The Mann–Whitney U test was used for inter-group comparisons of variables.

ASA-PS = American Society of Anesthesiologists Physical Status, BMR = basal metabolic rate, FWU = the Food and Agriculture Organization/World Health Organization/United Nations University, IQR = interquartile range, TNM = Tumor-Node-Metastasis, TOG = type of gastrectomy.

Spearman correlation analysis revealed a moderate negative correlation between FWU BMR and age (r = −0.56, P < .001). In contrast, FWU BMR showed weak or minimal correlations with other clinical or laboratory variables, including tumor size (r = −0.07, P = .136), WBC (r = 0.14, P = .001), ANC (r = 0.12, P = .005), AMC (r = 0.11, P = .009), ALC (r = 0.11, P = .010), hemoglobin level (r = 0.39, P < .001), MCV (r = −0.10, P = .022), platelet count (r = 0.04, P = .376), NLR (r = 0.02, P = .671), LMR (r = −0.00, P = .946), PLR (r = −0.07, P = .107), SII (r = 0.04, P = .309), and serum albumin level (r = 0.21, P < .001).

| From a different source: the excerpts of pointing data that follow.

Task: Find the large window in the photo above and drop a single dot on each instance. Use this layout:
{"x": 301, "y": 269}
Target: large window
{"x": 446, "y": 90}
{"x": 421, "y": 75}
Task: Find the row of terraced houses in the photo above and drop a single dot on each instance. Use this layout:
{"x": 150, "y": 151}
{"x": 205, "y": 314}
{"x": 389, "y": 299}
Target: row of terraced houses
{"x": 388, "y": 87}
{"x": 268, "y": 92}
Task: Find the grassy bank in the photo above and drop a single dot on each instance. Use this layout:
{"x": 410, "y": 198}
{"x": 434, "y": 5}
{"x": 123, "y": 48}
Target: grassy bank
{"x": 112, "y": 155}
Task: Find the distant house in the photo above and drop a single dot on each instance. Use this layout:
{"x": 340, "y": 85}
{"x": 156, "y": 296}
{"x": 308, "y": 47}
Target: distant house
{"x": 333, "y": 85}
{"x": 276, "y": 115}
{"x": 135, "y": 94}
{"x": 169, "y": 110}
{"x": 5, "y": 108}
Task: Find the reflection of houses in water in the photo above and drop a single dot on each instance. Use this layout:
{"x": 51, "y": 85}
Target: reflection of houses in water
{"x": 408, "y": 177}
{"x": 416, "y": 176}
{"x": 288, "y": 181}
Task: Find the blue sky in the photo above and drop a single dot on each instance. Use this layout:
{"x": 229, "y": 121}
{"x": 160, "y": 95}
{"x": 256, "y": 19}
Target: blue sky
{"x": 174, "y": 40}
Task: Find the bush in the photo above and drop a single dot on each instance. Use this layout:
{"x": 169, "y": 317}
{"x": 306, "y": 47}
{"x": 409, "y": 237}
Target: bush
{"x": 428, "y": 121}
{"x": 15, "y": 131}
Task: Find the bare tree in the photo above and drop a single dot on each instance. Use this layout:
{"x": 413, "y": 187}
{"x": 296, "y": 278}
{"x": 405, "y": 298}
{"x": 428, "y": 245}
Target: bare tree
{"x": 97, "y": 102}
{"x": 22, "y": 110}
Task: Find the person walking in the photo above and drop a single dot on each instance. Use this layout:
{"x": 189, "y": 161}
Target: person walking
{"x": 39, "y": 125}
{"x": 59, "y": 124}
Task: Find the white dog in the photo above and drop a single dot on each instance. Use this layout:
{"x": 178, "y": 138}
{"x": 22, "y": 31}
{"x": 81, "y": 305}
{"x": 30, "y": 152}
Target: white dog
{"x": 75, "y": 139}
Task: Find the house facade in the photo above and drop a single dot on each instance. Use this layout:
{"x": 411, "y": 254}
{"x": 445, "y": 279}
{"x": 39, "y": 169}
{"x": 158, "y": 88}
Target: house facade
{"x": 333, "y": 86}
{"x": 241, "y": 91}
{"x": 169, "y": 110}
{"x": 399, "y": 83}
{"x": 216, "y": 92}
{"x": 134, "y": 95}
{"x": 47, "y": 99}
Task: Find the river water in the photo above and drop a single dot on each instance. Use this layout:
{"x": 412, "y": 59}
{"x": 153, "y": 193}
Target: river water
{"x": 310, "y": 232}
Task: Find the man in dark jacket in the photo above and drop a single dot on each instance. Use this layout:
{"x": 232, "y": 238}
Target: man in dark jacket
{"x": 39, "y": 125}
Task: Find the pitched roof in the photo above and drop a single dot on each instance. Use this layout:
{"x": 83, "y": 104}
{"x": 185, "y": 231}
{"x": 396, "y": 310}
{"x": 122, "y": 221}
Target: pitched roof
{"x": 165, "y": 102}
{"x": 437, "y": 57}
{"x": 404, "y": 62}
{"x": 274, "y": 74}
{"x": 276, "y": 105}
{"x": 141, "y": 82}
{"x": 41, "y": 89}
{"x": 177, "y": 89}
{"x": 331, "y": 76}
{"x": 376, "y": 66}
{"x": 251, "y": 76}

3.3. Cox regression of the risk factors of OS

The median follow-up duration was 104.2 months (IQR: 54.2–140.0 months). The 5-year OS rates were 92.3%, 76.6%, and 46.5% for stages I, II, and III, respectively. Univariate Cox regression analysis revealed significant associations between OS and several variables including age, sex, ASA-PS, TNM stage, lymphatic invasion, vascular invasion, perineural invasion, TOG, hemoglobin level, MCV, NLR, PLR, LMR, SII, serum albumin level, and FWU BMR. However, age, lymphatic invasion, and perineural invasion did not meet the assumption of proportional hazards and were thus excluded from further analysis (Table 4).

Table 4.

Univariate and multivariate cox regression analysis for predicting overall survival

Covariate*	Univariate HR (95% CI)	P value	Multivariate HR (95% CI, FWU model)	P value
Age, years†	1.065 (1.040; 1.081)	<.001
Sex (women vs men)	0.617 (0.424; 0.897)	.012	0.463 (0.298; 0.720)	<.001
ASA-PS	2.133 (1.509; 3.013)	<.001	1.584 (1.103; 2.274)	.013
Stage (III vs I–II)	4.684 (3.377; 6.497)	<.001	2.675 (1.867; 3.831)	<.001
Histology (intestinal vs others)	1.052 (0.763; 1.451)	.757
Lymphatic invasion (yes vs no)†	2.829 (2.047; 3.909)	<.001
Vascular invasion (yes vs no)	3.695 (2.276; 5.998)	<.001	1.752 (1.032; 2.972)	.038
Perineural invasion (yes vs no)†	2.028 (1.288; 3.194)	.002
TOG (total vs partial)	2.252 (1.599; 3.172)	<.001	1.637 (1.150; 2.331)	.006
WBC, per μL	1.000 (1.000; 1.000)	.391
Hemoglobin, g/dL	0.774 (0.729; 0.822)	<.001	0.905 (0.841; 0.974)	.008
MCV, fL	0.972 (0.954; 0.991)	.005
Platelet, ×103/μL	1.002 (1.000; 1.004)	.134
NLR	1.163 (1.096; 1.234)	<.001
PLR	1.006 (1.004; 1.008)	<.001
LMR	0.838 (0.749; 0.937)	.002
SII	1.000 (1.000; 1.000)	<.001
Albumin, g/dL	0.185 (0.139; 0.247)	<.001	0.388 (0.266; 0.565)	<.001
BMR (FWU)	0.999 (0.998; 0.999)	<.001	0.999 (0.998; 0.999)	<.001

ASA-PS = American Society of Anesthesiologists Physical Status, CI = confidence interval, FWU = the Food and Agriculture Organization/World Health Organization/United Nations University, HR = hazard ratio, LMR = lymphocyte/monocyte ratio, MCV = mean corpuscular volume, NLR = neutrophil/lymphocyte ratio, PLR = platelet/lymphocyte ratio, SII = systemic immune-inflammation index, TNM = Tumor-Node-Metastasis, TOG = type of gastrectomy, WBC = white blood cell.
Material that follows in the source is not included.